Pottery studio visit starts retirement hobby

When our daughter, Nancy, was in Sue Mitchell’s 4-H project on home furnishings, she learned how to remove old paint and varnish from picture frames and other small items.

One day I stopped by our little rock house, which Nancy and two other college girls rented from Chub and me. She was outdoors removing several layers of old dark varnish from an antique walnut wardrobe. Her brown eyes sparkled as she said, "Mom, I’d rather do this more than anything else for the rest of my life." She’d never been that enthusiastic about anything! She soon began to buy and sell antiques from her garage and finally opened a shop in 1970.

In 1974, Nancy and I made a trip to England to visit friends and buy a few antiques. We asked a friend, Priscilla Wood, to go along, and she snapped up the opportunity. Priscilla and I were bicycle buddies before she moved from Missouri to Virginia. She is a potter and wanted to visit the famous Bernard Leach pottery studio in southwestern England. We took our three bicycles along, aware that February is England’s "fill dike" month. The bikes rode on top of our rented car, except for some nice rides between rains.

Because she is a potter, Priscilla made appointments for us to tour the Leach workshops.

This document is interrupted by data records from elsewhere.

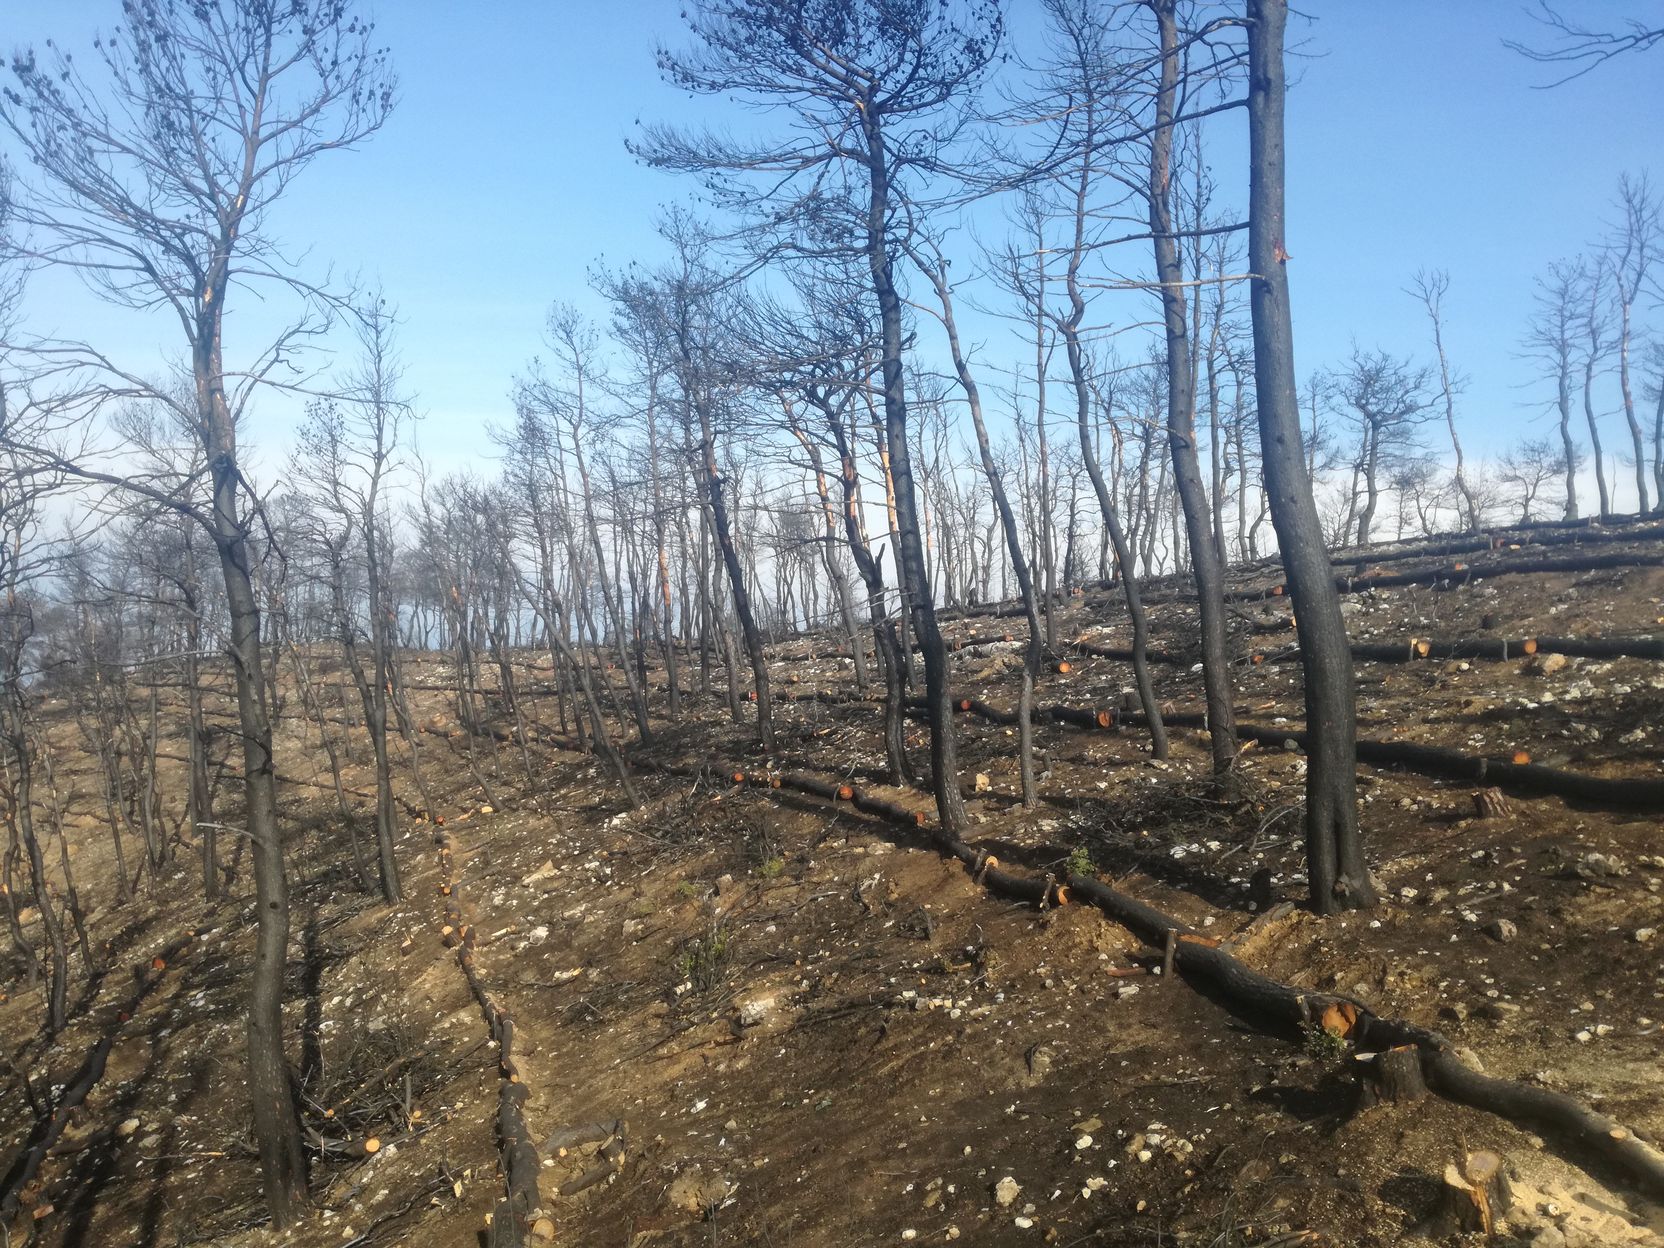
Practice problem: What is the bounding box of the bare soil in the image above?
[4,535,1663,1247]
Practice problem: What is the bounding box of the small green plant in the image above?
[674,880,701,902]
[1302,1022,1349,1069]
[756,856,785,880]
[1065,844,1096,879]
[675,923,731,995]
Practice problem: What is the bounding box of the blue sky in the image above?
[5,2,1660,495]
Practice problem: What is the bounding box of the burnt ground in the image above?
[3,529,1663,1247]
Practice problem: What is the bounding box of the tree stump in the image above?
[1472,787,1514,819]
[1442,1150,1513,1237]
[1355,1044,1428,1110]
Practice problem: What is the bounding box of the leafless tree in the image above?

As our car crested a hill near St. Ivies, we saw black smoke rolling from behind the next hill. Priscilla fairly screamed, "Oh! They’re firing the climbing kiln!" The wood smoke was coming from a smokestack that was not yet in sight. Nancy and I were ignorant about pottery making but were excited for Priscilla, who created some beautiful dishes we had in our homes.

She told us that Bernard Leach was known worldwide, and although he was retired his apprentices and his wife continued to work in his workshop and were well-known potters in their own rights.

We rolled into the parking lot and she hurried to where men were stoking 4-foot logs into the side of the Japanese-type "climbing" kiln. The heat rises from one firing chamber to the next, four chambers in all, each one higher than the one below. The workers were hot and sweaty on that chilly February day. One showed us the "throwing room" where pots were made, the drying racks up near the ceiling, decorating tables and more.

Nancy and I were especially interested in the finished products. We wandered through the sales room and looked long and hard at a small plate made by master potter Bernard Leach himself. It had a stylized rabbit decoration and was far out of our price range.

We selected two pieces from the "slightly irregular" shelf, not signed with the well-known "BL" mark and waited in the car. We watched Priscilla choose six or eight items. The salesman wrapped each one and added up the bill. She paid, and we knew we’d be on the road soon.

Suddenly Priscilla was hurrying back and forth across the room putting her purchases back on the shelves!

After another stop at the cash register, she emerged, smiling and clasping one small package to her chest. We didn’t ask questions. "My trip is complete," she said. "I now own a Leach rabbit!"

Later, we located the workshops of Michael Leach and David Leach, brothers of Bernard, and watched them make everything from mugs to large vessels. I was "bit by the bug." I wanted to learn to make pottery.

My husband and son created a motor-driven kick wheel for me, and Priscilla Wood was my mentor.

I started throwing on the wheel in 1975. After 24 years’ practice, it’s still fascinating.